Although the problem was easily solvable by some basic geometry arguments, I decided to use them a minima and resort to a mostly brute-force exploration based on a discretisation of the 20×20 square, from which I first deduced the radius of the tangent circle by imposing (a) a centre O on the diagonal (b) a distance from O to one (half-)circle equal to the distance to the upper side of the square, leading to a radius of 5.36 (and a centre O at a distance 20.70 from the bottom left corner):

diaz=sqrt(2)*20
for (diz in seq(5/8,7/8,le=1e4)*diaz){#position of O
  radi=sqrt(diz^2/2+(diz/sqrt(2)-10)^2)-10
  if (abs(20-(diz/sqrt(2))-radi)<3e-3){
      print(c(radi,diz));break()}}

In the case of the second circle I first deduced the intersections of the different circles by sheer comparison of black (blue!) pixels, namely A(4,8), B(8,4), and C(10,10), then looked at the position of the centre O’ of the circle such that the distances to A, B, and C were all equal:

for (diz in seq(20*sqrt(2)-20,10*sqrt(2),le=1e4)){
  radi=10*sqrt(2)-diz
  distA=sqrt((diz/sqrt(2)-4)^2+(diz/sqrt(2)-8)^2)
  if (abs(distA-radi)<4e-4){
    print(c(radi,diz));break()}}

even though Heron’s formula was enough to produce the radius. In both approaches, this radius is 3.54, with the position of the centre O’at 10.6 from the lower left corner.
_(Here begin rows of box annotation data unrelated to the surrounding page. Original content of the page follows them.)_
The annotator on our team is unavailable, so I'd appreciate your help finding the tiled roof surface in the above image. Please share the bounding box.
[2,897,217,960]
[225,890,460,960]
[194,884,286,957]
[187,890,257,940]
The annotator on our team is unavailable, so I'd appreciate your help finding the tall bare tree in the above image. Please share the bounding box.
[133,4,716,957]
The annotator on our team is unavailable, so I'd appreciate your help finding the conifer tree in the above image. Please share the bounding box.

When plotting these results, which showed consistency at this level of precision,  I was reminded of the importance of plotting the points with the option “asp=1” in plot() as otherwise, draw.circle() does not plot the circles at the right location!

a one-chance meeting [puzzle]

Posted in Books, Kids, pictures, R with tags , , , , , , on March 6, 2018 by xi'an

This afternoon, I took a quick look at the current Riddler puzzle, which sums up as, given three points A, B, C, arbitrarily moving on a plane with a one-shot view of their respective locations, find a moving rule to bring the three together at the same point at the same time. And could not spot the difficulty.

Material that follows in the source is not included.